Casey Newton, who left the Vox Media-owned tech site The Verge recently to author his own newsletter called The Interface, hopes that the new policy doesn’t come at the expense of journalists’ entrepreneurial instincts. 

“Newsrooms should have standards, and it’s not a bad idea for them to have a set process for starting side projects like newsletters,” Newton told Adweek. “But my own experience taught me that having a newsletter made me a much better beat reporter, so I hope The Times and other newsrooms continue to encourage experimentation and let journalists investigate new approaches for building audiences and driving attention to their work.” 

Rob Ristagno, the founder and CEO of media consultancy The Sterling Woods Group, said The Times could help reporters build their own brands “on the back of the New York Times brand.”

“I’d want to understand [reporters’] underlying desire to launch such a newsletter and help them meet those needs within the four walls of The New York Times,” he said.

But the news has caused some grief internally. One Times reporter, on condition of anonymity, sympathized with scrutiny over paid outside work but said the new policy was “ridiculous” and was a failure on the part of management to understand personal branding and promotion on the internet.

“They want us to build online audiences that drive traffic for them, but then they want to insert themselves in it,” the reporter said. Another reporter told Adweek they felt the policy was understandable and “fairly standard.”

The Times has emphasized its subscription strategy in recent years but still relies heavily on advertising which has been under pressure, earning $392.4 million in advertising in 2020.

Greg James, global chief strategy officer at Havas Media Group told Adweek that writers’ side projects like these have little bearing on whether an agency spends money with a media organization.
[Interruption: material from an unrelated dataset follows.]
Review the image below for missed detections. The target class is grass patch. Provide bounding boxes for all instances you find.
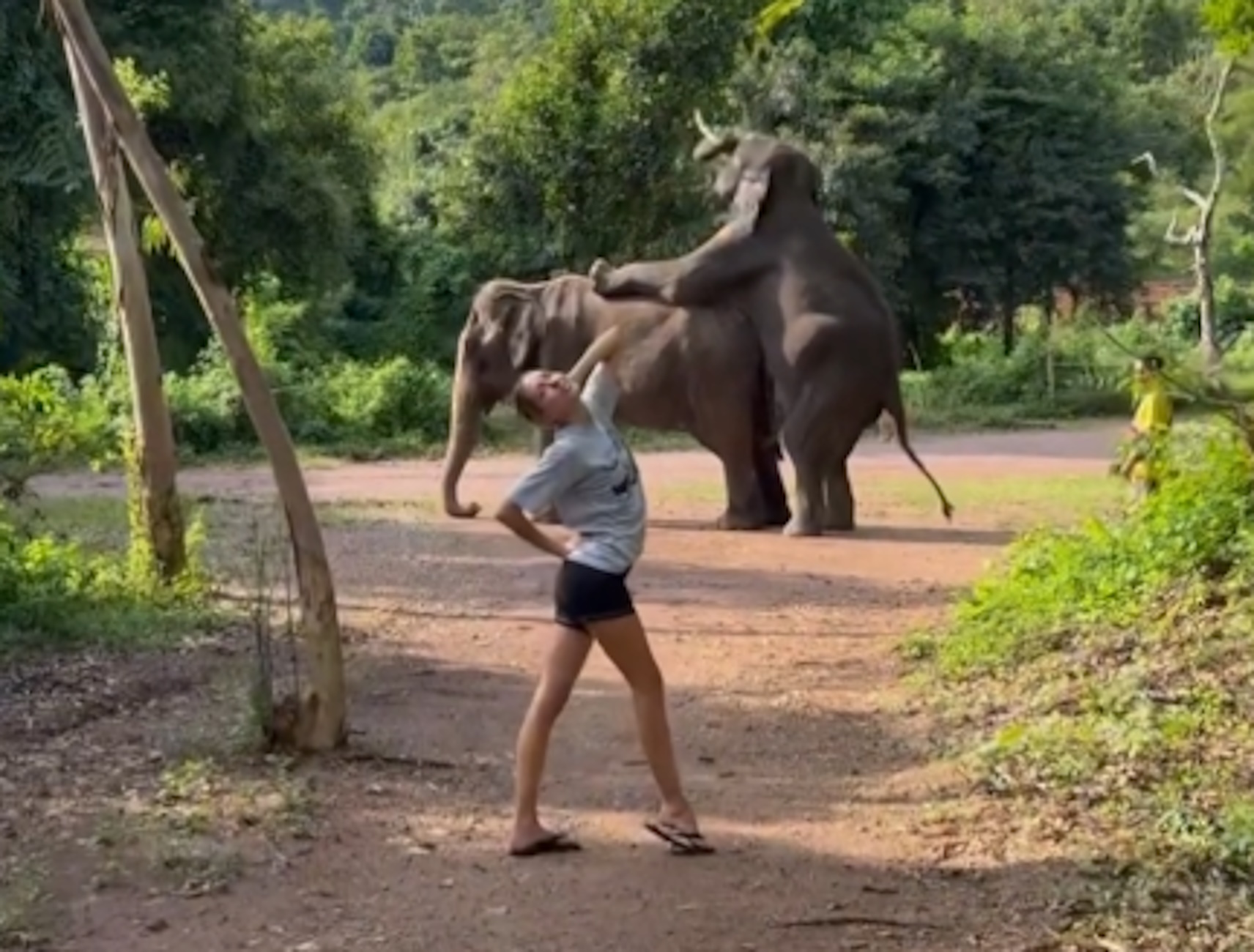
[90,756,314,897]
[0,853,50,948]
[904,426,1254,948]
However, he added, “Advertisers should indeed pay more attention to exactly where their ads run and what sorts of content they, in turn, indirectly fund.”

Setting the standard

Before the newsletter craze fully took off in 2019, one Times journalist told Vanity Fair the company had become a “book deal factory” and management was scrambling to control the influx of demand from publishers wanting Times talent for book deals. A source inside The Times said there’s been a scramble in recent weeks to sell books and film projects related to the Gamestop meme-stock story.

Tuesday’s policy is a step in the same direction, albeit with newer media forces apparent, to try to control one unavoidable issue: The Times is a massive multimedia empire and its employees are bonafide stars.

“This kind of statement is important because it helps other news organizations down the line look to what are the boundaries for what we can expect for our reporters,” said Nikki Usher, associate professor at University of Illinois’ College of Media, who wrote an ethnography of The Times called Making News at The New York Times when Twitter was the new disrupting force in the newsroom.

“However, this is problematic because the labor instability and fragility of employees at The Times and other top-flight national news organizations are far different than those at a regional daily or even a small local newspaper,” she added. “If what The Times says becomes standard, that could become really problematic for those just starting out at, say, a local TV station.”

This article has been updated to include a statement from the New York Times’ union.